J’ai posé trois fois la question avant qu’il ne réponde. Une quinzaine de mètres nous séparaient déjà.
— C’est pour rire madame !
— Et ça vous fait rire de vous moquer des gens ?
— Je rigolais, madame ! (un peu agacé, cette fois)
— En vous foutant de moi ? Bonne année !
Et j’ai mis le turbo pour parcourir les 200 mètres qu’il me restait.
Cela pourra sembler exagéré mais j’aurais rêvé revenir en arrière, lui donner une bonne baffe en le clouant au sol et lui expliquer que l’on peut rire autrement qu’en se moquant des gens. La violence physique aurait été contraire à ma démonstration et autant la réserver à des œuvres de fiction. Au moins, relever son attitude a permis qu’il ne gâche pas ma course. Une bonne manière de démarrer l’année !

Course @22

La course du Château, quand j'étais jeune et belle !

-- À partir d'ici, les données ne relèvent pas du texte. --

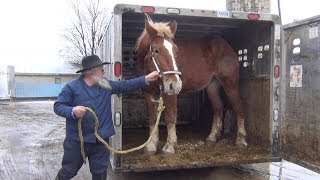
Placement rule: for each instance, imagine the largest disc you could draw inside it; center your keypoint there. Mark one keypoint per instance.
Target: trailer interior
(252, 41)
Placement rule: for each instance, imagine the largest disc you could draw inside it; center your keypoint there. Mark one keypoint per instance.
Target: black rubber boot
(99, 176)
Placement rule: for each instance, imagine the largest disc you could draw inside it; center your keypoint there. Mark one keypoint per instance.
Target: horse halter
(158, 69)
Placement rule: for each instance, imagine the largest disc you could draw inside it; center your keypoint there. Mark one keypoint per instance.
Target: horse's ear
(173, 27)
(150, 30)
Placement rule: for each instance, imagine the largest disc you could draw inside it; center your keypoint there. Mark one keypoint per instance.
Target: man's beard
(102, 82)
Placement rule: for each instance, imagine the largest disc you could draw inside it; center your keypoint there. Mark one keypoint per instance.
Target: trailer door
(300, 89)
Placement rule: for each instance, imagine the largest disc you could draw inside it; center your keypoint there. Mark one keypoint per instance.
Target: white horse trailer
(274, 89)
(7, 89)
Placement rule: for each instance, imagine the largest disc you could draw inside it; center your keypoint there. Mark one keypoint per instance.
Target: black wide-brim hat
(89, 62)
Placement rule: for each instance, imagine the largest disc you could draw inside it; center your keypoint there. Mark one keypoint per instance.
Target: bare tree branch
(85, 32)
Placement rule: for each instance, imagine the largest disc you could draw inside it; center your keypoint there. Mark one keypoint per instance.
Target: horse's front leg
(151, 147)
(170, 115)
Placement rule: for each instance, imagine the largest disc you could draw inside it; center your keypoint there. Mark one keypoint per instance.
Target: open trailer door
(300, 121)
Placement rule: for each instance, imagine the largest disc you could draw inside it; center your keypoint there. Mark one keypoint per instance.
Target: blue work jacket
(78, 93)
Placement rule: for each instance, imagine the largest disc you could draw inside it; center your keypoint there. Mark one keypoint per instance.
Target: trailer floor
(191, 151)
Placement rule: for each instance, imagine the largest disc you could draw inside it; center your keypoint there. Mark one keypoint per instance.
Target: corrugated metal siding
(35, 89)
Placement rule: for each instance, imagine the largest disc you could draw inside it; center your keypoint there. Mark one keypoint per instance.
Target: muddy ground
(31, 148)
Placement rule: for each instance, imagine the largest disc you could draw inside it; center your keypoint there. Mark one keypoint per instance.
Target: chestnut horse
(188, 65)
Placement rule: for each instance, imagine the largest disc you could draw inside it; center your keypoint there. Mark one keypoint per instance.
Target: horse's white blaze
(169, 46)
(178, 84)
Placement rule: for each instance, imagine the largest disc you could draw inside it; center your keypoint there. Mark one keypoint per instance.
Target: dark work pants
(72, 161)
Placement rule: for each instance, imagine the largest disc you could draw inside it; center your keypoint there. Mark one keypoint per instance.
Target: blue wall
(41, 89)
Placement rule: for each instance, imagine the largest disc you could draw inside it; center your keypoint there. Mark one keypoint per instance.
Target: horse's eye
(155, 50)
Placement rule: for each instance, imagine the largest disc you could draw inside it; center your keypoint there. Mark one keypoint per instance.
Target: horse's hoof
(150, 149)
(168, 149)
(149, 153)
(241, 142)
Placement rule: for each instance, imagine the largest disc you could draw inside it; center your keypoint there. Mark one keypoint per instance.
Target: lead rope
(160, 108)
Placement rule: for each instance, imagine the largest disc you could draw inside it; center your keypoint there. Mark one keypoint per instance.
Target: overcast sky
(30, 29)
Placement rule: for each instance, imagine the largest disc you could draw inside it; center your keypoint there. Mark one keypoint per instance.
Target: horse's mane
(162, 29)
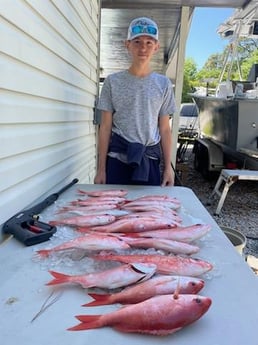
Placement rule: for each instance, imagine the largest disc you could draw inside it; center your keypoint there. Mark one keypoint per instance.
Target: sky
(202, 39)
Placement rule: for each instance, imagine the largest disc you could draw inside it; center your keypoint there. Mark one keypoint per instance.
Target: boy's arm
(103, 142)
(166, 146)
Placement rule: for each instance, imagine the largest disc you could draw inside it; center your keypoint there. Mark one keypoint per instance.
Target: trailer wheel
(201, 160)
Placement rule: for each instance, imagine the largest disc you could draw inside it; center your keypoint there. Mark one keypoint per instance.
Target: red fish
(136, 224)
(157, 285)
(101, 193)
(182, 234)
(171, 246)
(109, 279)
(154, 203)
(88, 242)
(175, 265)
(86, 221)
(159, 315)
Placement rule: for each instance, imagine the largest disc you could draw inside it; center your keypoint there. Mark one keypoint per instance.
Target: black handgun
(26, 227)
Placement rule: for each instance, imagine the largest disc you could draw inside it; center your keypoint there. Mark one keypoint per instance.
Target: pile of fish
(160, 289)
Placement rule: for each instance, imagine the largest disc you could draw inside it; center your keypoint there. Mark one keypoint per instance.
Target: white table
(231, 320)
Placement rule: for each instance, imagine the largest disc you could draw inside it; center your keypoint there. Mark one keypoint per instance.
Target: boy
(135, 134)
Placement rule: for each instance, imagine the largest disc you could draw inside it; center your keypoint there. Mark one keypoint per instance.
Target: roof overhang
(117, 14)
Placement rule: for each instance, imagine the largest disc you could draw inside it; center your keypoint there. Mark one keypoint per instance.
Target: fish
(186, 234)
(157, 198)
(84, 211)
(89, 209)
(96, 201)
(165, 202)
(153, 214)
(157, 285)
(159, 315)
(171, 246)
(85, 221)
(174, 265)
(113, 278)
(101, 193)
(135, 224)
(89, 242)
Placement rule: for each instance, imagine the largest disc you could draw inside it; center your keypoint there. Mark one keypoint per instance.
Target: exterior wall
(48, 86)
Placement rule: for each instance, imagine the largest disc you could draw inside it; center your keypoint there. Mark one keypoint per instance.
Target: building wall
(48, 87)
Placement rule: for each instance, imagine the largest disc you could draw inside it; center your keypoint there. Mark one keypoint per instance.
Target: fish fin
(60, 278)
(98, 300)
(43, 253)
(177, 290)
(87, 322)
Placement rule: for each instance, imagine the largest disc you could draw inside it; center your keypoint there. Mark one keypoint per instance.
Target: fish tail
(87, 322)
(98, 300)
(43, 253)
(59, 278)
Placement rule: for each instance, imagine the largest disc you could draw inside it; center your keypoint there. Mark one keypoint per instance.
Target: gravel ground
(240, 208)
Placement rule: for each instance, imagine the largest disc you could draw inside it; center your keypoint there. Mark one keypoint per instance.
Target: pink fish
(88, 242)
(157, 285)
(157, 198)
(97, 201)
(155, 203)
(136, 224)
(101, 193)
(171, 246)
(159, 315)
(109, 279)
(85, 221)
(182, 234)
(175, 265)
(88, 209)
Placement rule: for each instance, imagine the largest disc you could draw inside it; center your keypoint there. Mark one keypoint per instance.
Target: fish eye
(198, 300)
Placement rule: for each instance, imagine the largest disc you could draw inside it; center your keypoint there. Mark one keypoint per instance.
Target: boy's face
(142, 48)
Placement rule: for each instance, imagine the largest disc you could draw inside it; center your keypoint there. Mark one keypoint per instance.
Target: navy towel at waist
(137, 155)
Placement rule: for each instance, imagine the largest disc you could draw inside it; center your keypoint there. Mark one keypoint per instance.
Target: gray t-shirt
(136, 104)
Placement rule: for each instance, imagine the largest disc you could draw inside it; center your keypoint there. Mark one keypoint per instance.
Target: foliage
(216, 64)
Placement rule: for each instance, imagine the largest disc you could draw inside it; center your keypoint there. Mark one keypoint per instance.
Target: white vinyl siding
(48, 88)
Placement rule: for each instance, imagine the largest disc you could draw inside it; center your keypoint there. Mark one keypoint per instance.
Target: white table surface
(231, 320)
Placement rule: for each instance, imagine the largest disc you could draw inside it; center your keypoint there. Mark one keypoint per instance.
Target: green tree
(190, 71)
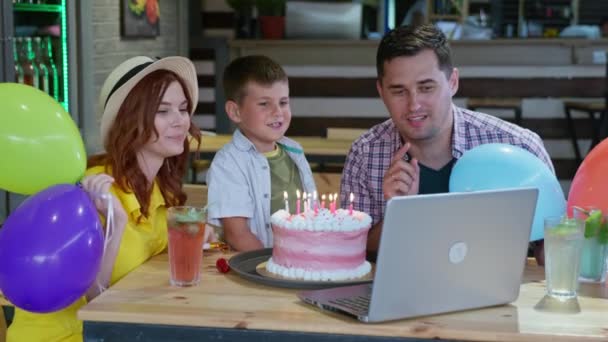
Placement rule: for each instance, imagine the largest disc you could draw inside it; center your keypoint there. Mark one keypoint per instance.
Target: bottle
(26, 59)
(43, 71)
(18, 69)
(49, 62)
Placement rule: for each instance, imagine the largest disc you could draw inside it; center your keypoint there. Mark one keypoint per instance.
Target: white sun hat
(121, 81)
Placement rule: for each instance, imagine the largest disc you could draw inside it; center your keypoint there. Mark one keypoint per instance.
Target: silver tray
(245, 264)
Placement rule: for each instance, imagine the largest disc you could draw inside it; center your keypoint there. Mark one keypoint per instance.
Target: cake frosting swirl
(320, 245)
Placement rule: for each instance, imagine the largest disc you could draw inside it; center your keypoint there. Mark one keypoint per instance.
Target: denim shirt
(239, 183)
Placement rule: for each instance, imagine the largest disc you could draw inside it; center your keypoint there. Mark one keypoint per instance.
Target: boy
(249, 175)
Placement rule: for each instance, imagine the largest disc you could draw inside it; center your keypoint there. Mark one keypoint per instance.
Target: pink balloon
(590, 184)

Faute toujours de judo (je ne me suis pas ratée !), je cours tous les matins une demi-heure pour garder la forme. Et je croise tous les matins un petit campement de deux à cinq hommes, deux tentes abritées par des arbustes derrière une petite clôture de jardin parisien. À l’heure où je passe, ces hommes sont assis sur le banc devant les tentes et, à chaque fois, m’apostrophent en des propos sexistes qui mettent l’accent sur mon éternel féminin et mon incommensurable beauté ! Et forcément, j’ai envie de sortir les poings.
Il serait parfaitement inutile d’aller discuter tant il doit leur sembler naturel que tout morceau de chair de sexe féminin qui passe est bon pour égayer leur triste journée. Je rêve parfois d’aller leur casser la gueule, ce qui serait tout aussi vain, et plus dangereux encore. Et je songe parfois faire un petit mot à mon maire avec copie au procureur parce que j’en ai ras-la-course-à-pied de démarrer ma journée par une agression verbale sexiste.
Mais je ne peux pas faire ça ! Ce sont à coup sûr des sans-papiers et je ne dénonce pas les sans-papiers (je suis membre de la LDH, quand même !) Question de principe. Mais je dénonce le sexisme ; question de principe aussi (je suis membre d’OLF, tout autant !) Je suis coincée. J’ai donc opté pour la pire des solutions : abandonner le terrain. Un minidétour me permet de mettre une haie entre eux et moi le temps de passer leur campement. J’ignore si les réflexions ont cessé. Au moins, je ne les entends pas.
Pour autant… Que faire ?

Course @21

Quand je vais à Avignon, l’un de mes plaisirs est d’aller couvrir le long du Rhône, entre remparts, rocher des Doms, Palais des papes et pont Saint Bénézeth. Hormis la voie rapide, le spectacle est magnifique et c’est toujours un peu magique de tourner autour des piles du pont, m’y arrêter pour une petite gym, avec pompes debout les mains deux bien à plat sur la pierre qui a traversé les temps.
Les berges sont aménagées pour la promenade, allées cimentées et pelouses. Et qui dit pelouses dit… tourniquets d’arrosage, bien sûr ! À cinq mètres du Rhône, la ville d’Avignon arrose largement ses pelouses, alors que la sécheresse sévit et que d’autres plantations, tout aussi vertes mais adaptées au climat, pourraient enjoliver avec autant d’élégance les berges et les abords des remparts sans gaspillage.
Ce genre de chose m’agace parce que cela révèle une société qui ne pense ni son quotidien, ni son avenir alors que les outils sont là. J’ai quand même profité des débordements des tourniquets pour me rafraîchir. Faut pas gâcher ! quand même…

Note pour Isabelle : Spacy t’embrasse fort (elle vous expliquera… peut-être).